Drug Overview

Important information regarding COCAINE drug use

Cocaine, the most potent stimulant of natural origin, is extracted from the leaves of the coca plant (Erythroxylon coca), which is indigenous to the Andean highlands of South America. Natives in this region chew or brew coca leaves into a tea for refreshment and to relieve fatigue similar to the customs of chewing tobacco and drinking tea or coffee.

Pure cocaine was first isolated in the 1880s and used as a local anesthetic in eye surgery. It was particulary useful in surgery of the nose and throat because of its ability to provide anesthesia as well as to constrict blood vessels and limit bleeding. Many of its therapeutic applications are now obsolete due to the development of safer drugs.

Illicit cocaine is usually distributed as a white crystaline powder or as an off-white chunky material. The powder, usually cocaine hydrochloride, is often diluted with a variety of substances, the most common of which are sugars such as lactose, inositol and mannitol, and local anesthetics such as lidocaine. The adulteration increases the volume and thus multiplies profits. Cocaine hydrochloride is generally snorted or dissolved in water and injected. It is rarely smoked.

“Crack,” the chunk or “rock” form of cocaine, is a ready-to-use freebase. On the illicit market it is sold in small, inexpensive dosage units that are smoked. With crack came a dramatic increase in drug abuse problems and violence. Smoking delivers large quantities of cocaine to the lungs, producing effects comparable to intravenous injection; these effects are felt almost immediately after smoking, are very intense, and are quickly over. Once introduced in the mid-1980s, crack abuse spread rapidly and made the cocaine experience available to anyone with $10 and access to a dealer. In addition to other toxicities associated with cocaine abuse, cocaine smokers suffer from acute respiratory problems including cough, shortness of breath, and severe chest pains with lung trauma and bleeding.

The intensity of the psychological effects of cocaine, as with most psychoactive drugs, depends on the dose and rate of entry to the brain. Cocaine reaches the brain through the snorting method in three to five minutes. Intravenous injection of cocaine produces a rush in 15 to 30 seconds and smoking produces an almost immediate intense experience. The euphoric effects of cocaine are almost indistinguishable from those of amphetamine, although they do not last as long. These intense effects can be followed by a dysphoric crash. To avoid the fatigue and the depression of “coming down,” frequent repeated doses are taken. Excessive doses of cocaine may lead to seizures and death from respiratory failure, stroke, cerebral hemorrhage or heart failure.
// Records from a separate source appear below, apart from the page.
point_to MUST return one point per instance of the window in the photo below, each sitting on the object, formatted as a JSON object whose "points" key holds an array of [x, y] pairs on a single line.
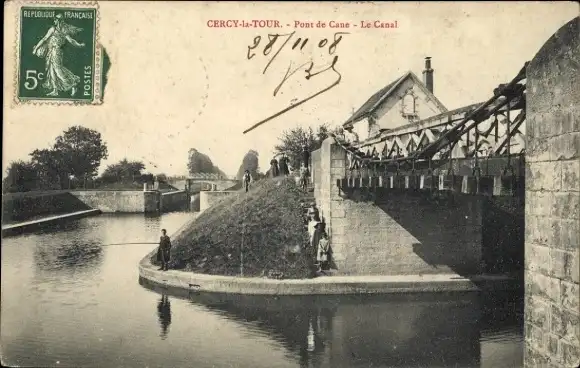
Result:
{"points": [[409, 106]]}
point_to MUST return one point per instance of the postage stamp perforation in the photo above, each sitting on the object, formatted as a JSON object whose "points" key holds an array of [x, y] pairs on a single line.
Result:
{"points": [[97, 52]]}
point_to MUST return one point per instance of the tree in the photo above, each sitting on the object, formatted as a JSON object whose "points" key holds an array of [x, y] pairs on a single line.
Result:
{"points": [[124, 171], [50, 167], [20, 177], [292, 142], [250, 162], [81, 151], [199, 163], [162, 178]]}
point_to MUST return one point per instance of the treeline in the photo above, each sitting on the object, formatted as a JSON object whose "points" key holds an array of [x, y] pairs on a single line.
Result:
{"points": [[200, 163], [73, 162], [75, 157]]}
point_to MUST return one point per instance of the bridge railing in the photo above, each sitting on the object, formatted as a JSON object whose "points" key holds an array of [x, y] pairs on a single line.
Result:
{"points": [[459, 150]]}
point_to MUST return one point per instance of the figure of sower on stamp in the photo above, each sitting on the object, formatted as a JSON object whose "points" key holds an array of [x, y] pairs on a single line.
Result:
{"points": [[51, 47]]}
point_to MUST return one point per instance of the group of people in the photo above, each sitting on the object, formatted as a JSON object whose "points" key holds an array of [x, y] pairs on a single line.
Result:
{"points": [[319, 244], [279, 167]]}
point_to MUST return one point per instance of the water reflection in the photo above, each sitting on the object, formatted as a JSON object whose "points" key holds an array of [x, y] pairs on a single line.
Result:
{"points": [[66, 298], [164, 314], [74, 255], [443, 330]]}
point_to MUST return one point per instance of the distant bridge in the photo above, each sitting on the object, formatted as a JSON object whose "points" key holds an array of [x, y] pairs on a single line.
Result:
{"points": [[203, 182], [473, 149]]}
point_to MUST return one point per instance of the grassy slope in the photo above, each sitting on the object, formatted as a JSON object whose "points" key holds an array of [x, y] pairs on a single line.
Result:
{"points": [[269, 221]]}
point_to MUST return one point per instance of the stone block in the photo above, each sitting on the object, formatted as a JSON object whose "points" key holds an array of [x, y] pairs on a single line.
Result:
{"points": [[538, 313], [566, 205], [337, 173], [568, 121], [537, 259], [568, 236], [543, 286], [565, 324], [543, 231], [532, 357], [570, 296], [571, 175], [570, 354], [563, 264], [552, 344], [542, 203], [338, 213], [537, 150], [565, 147], [338, 164], [544, 176]]}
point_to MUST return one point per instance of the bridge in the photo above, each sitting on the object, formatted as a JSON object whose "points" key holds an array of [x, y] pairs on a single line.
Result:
{"points": [[476, 149], [204, 182], [492, 187]]}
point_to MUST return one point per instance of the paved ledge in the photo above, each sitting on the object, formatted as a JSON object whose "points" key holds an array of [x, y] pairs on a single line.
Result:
{"points": [[21, 226], [325, 285]]}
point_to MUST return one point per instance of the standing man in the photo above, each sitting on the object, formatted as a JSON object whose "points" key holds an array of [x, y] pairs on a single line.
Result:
{"points": [[247, 180], [306, 156], [283, 164], [164, 251]]}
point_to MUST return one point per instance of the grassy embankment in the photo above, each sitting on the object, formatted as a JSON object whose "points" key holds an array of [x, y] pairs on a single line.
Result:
{"points": [[266, 225]]}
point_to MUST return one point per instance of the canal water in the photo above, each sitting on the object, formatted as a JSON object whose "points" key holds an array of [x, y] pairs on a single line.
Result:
{"points": [[70, 301]]}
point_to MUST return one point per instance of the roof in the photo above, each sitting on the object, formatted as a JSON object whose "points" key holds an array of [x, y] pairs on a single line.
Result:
{"points": [[376, 100]]}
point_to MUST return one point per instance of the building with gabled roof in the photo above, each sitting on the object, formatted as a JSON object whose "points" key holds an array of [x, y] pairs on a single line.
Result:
{"points": [[405, 100]]}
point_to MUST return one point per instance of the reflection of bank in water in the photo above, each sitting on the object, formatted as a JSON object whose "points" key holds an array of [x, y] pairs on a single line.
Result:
{"points": [[419, 330]]}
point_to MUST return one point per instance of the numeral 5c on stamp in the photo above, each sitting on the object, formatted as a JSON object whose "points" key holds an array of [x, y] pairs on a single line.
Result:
{"points": [[58, 56]]}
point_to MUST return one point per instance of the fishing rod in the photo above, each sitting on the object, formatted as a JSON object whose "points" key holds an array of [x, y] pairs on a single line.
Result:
{"points": [[106, 245]]}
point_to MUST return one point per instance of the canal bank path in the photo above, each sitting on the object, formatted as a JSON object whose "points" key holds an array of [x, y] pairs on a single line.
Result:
{"points": [[324, 285]]}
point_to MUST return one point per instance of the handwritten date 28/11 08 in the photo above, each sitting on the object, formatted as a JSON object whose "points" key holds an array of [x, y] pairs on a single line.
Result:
{"points": [[275, 43]]}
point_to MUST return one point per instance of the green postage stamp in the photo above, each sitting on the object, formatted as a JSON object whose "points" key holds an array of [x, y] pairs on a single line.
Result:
{"points": [[59, 58]]}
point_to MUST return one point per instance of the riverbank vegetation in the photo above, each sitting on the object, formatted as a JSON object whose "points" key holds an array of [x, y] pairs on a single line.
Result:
{"points": [[258, 234]]}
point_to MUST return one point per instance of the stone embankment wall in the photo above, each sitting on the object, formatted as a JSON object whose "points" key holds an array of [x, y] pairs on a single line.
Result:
{"points": [[172, 201], [18, 207], [401, 233], [552, 322], [130, 201], [208, 199]]}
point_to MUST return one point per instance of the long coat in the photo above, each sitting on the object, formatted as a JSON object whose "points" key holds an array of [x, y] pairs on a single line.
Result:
{"points": [[164, 250]]}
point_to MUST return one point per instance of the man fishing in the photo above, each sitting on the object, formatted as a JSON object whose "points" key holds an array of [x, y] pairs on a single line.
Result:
{"points": [[247, 180], [164, 251]]}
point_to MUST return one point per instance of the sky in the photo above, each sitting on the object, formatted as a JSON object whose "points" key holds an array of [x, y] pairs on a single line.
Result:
{"points": [[176, 84]]}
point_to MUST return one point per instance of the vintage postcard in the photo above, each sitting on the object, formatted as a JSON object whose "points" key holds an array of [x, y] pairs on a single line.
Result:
{"points": [[49, 36], [290, 184]]}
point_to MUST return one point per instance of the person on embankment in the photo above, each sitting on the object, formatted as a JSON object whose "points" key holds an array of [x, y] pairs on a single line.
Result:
{"points": [[247, 180], [164, 250]]}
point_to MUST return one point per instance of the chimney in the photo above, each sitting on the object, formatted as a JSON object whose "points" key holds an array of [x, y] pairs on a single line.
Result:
{"points": [[428, 74]]}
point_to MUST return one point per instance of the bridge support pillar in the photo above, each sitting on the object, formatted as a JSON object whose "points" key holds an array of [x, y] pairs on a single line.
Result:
{"points": [[552, 208]]}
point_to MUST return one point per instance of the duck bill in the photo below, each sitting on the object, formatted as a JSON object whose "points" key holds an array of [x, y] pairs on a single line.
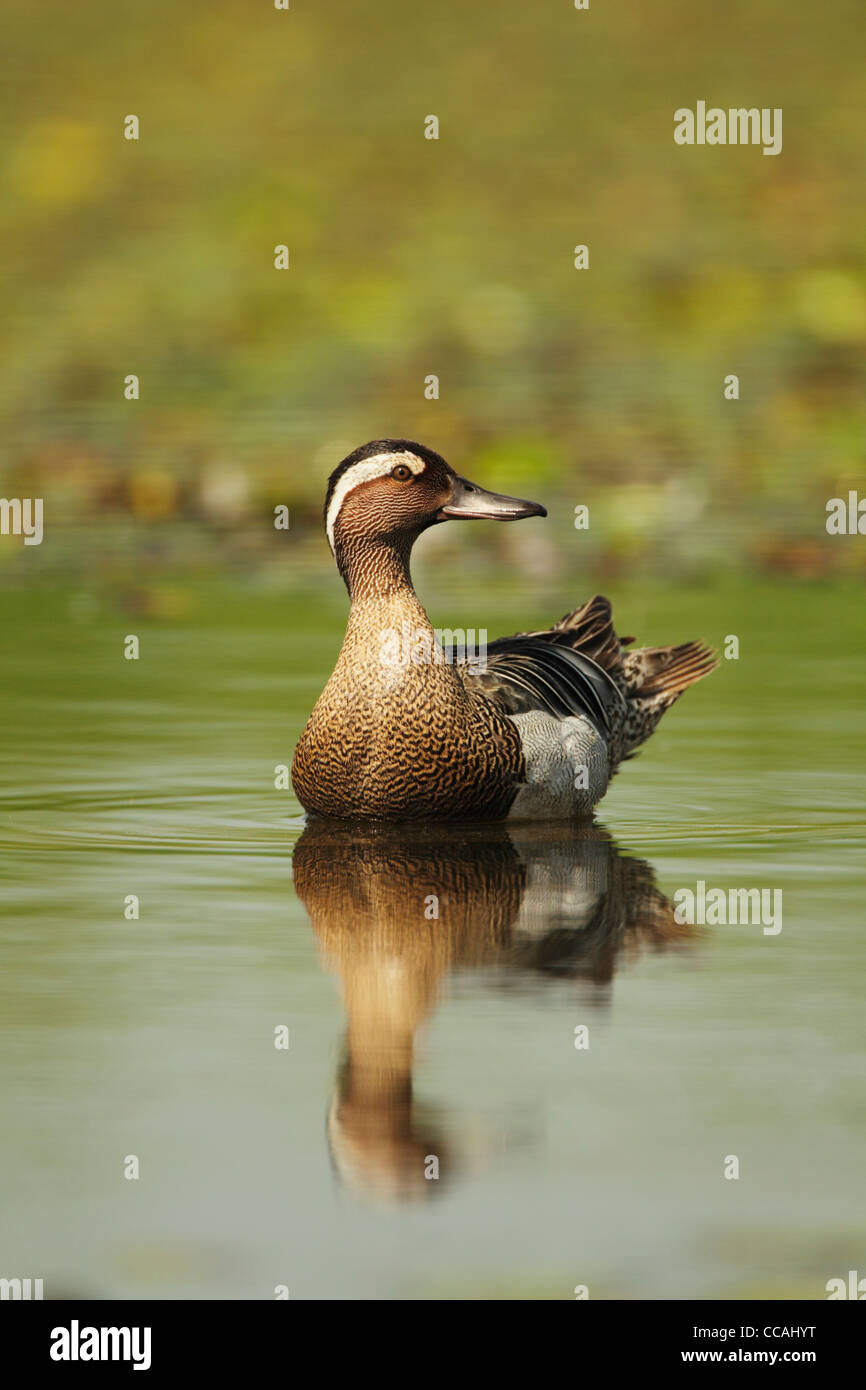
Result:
{"points": [[471, 503]]}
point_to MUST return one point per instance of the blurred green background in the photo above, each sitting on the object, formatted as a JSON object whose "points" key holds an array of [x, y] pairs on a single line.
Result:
{"points": [[412, 256]]}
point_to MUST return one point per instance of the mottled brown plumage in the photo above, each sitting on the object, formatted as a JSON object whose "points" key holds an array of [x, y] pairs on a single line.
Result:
{"points": [[406, 740]]}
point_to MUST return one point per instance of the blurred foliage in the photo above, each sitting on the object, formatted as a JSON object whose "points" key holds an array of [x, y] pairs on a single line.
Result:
{"points": [[412, 256]]}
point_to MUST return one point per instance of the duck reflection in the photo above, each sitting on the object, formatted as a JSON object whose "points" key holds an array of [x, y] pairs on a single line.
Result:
{"points": [[398, 908]]}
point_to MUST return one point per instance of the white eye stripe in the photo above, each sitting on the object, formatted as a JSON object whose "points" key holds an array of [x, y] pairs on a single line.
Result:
{"points": [[363, 471]]}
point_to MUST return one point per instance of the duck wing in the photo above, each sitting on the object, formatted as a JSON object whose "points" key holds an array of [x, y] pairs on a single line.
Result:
{"points": [[528, 672]]}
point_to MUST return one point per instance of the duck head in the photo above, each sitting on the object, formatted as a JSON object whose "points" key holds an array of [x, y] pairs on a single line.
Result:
{"points": [[387, 492]]}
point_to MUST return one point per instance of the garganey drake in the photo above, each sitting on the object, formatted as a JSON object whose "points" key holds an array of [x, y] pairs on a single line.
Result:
{"points": [[534, 731]]}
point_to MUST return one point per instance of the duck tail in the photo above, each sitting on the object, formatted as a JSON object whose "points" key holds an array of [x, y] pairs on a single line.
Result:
{"points": [[655, 677]]}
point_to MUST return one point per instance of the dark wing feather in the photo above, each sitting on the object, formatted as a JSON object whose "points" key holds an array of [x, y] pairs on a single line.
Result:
{"points": [[533, 673]]}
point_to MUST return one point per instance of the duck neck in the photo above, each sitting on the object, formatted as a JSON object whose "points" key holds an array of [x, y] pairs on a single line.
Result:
{"points": [[377, 569]]}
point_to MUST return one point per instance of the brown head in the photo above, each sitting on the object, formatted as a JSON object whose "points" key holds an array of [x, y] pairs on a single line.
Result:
{"points": [[387, 492]]}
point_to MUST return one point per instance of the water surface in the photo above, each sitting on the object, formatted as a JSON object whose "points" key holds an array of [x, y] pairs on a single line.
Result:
{"points": [[416, 1036]]}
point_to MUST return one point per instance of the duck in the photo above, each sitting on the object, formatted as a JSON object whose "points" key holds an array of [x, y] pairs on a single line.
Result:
{"points": [[534, 729]]}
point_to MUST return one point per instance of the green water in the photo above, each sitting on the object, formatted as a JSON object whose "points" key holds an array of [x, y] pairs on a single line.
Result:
{"points": [[558, 1166]]}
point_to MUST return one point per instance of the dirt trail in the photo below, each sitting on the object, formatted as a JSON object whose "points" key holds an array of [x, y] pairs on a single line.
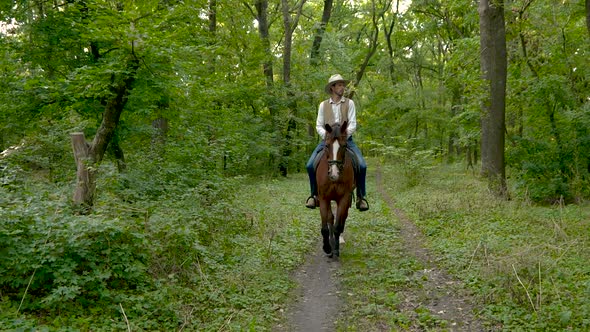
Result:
{"points": [[316, 308], [317, 305], [443, 295]]}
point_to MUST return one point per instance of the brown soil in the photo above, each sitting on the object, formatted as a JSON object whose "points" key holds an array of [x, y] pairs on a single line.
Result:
{"points": [[316, 307]]}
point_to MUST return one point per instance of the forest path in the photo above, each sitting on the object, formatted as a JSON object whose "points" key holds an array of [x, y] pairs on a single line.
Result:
{"points": [[318, 303], [443, 295]]}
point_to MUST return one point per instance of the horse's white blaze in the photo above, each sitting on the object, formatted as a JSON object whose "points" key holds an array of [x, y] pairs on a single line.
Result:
{"points": [[334, 168]]}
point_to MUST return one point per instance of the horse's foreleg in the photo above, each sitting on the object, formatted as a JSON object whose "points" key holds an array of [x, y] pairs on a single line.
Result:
{"points": [[341, 215], [327, 220]]}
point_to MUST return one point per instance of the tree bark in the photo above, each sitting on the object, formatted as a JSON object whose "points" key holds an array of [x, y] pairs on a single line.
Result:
{"points": [[374, 43], [494, 71], [319, 33], [85, 173], [263, 30], [89, 156], [289, 24]]}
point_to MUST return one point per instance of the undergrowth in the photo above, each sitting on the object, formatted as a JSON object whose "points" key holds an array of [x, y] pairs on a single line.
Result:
{"points": [[525, 263], [214, 257]]}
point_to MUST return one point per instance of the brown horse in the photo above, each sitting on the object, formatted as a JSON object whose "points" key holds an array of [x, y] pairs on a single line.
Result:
{"points": [[336, 182]]}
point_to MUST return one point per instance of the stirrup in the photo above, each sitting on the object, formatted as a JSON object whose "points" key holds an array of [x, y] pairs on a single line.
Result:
{"points": [[315, 202], [359, 202]]}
There is no specific antidote for cocaine overdose.

Acording to the 1993 Household Drug Survey, the number of Americans who used cocaine within the preceding month of the survey numbered about 1.3 million; occasional users (those who used cocaine less often than monthly) numbered at approximately 3 million, down from 8.1 million in 1985. The number of weekly users has remained steady at around a half million since 1983.

[Abstracted from D.E.A. website q.v.]

Drug Effects

Euphoria! Feeling of super-normal well-being and ability. Actually is strong adrenergic and dopamine-ergic drug causing increased energy and athletic ability! Cocaine has a very short plasma half-life & is very addictive which explains why cocaine abusers abuse so frequently and re-abuse so quickly after a “hit.” Aside from the impairment involved, the most severe ill effect is its effect on the heart’s “timing” system…. often causing life-threatening arrhythmias. There have been many documented deaths caused by Cocaine abuse
Incidence of Abuse
Chemical Name
Cocaine Alkaloid, extracted from Coca Plant, Erythroxylon Coca
Forms and Street Names
Cocaine (Hydrochloride): Coke, Flake, Snow, Happy dust, Gold dust, Cecil, C, Freebase, Toot, White girl, Scotty.
Crack Cocaine (base or hydroxide): Crack, Rock, Base, Sugar block. When prepared for inhalation, “free base” cocaine is called “crack.” (because it “crackles.”)
Preferred routes of administration
Most often “snorted.” Sometimes I.V. Inhalation (“smoking”) of “crack” cocaine much more popular & common in recent years. It is poorly absorbed orally — also topically. Marijuana cigarettes laced with cocaine are called Bazookas.
Length of time detectable after user
Usually 2-4 days “B-E” actually has a longer half-life often resulting in very high (100’s of thousands) urine levels.
Metabolite Actually sought in urine
Benzoyl-ecgonine or “B-E”
Confounding drugs (or factors):
None known w/ gc/ms. Some of the various ‘…caine” drugs may confound Immunoassay?
Screening Cut-off:
150 ng/ml
Confirmation GC/MS Cut-of
100 ng/ml
Facts for Verifying M.R.O
MEDICAL USES?? YES! TAC solution (Tetracaine-Adrenalin-Cocaine) is frequently used in the Emergency Room for local anesthesia for laceration repair. Also, topical Cocaine is used in ENT work as topical naso-pharyngeal anesthetic. PASSIVE INHALATION?? NO! “Crack house” or similar claims are NOT VALID CLAIMS! TOPICAL ABSORPTION?? YES! Policemen have tested “positive” after prolonged handling of cocaine powder! HEALTH INCA TEA?? YES! This product, once legally imported from South America, does contain cocaine. It has been illegal for many years and safety-conscious employees should know to avoid it! It is a “WEAK CLAIM” most likely to be tried by the “savvy” Cocaine Abuser. .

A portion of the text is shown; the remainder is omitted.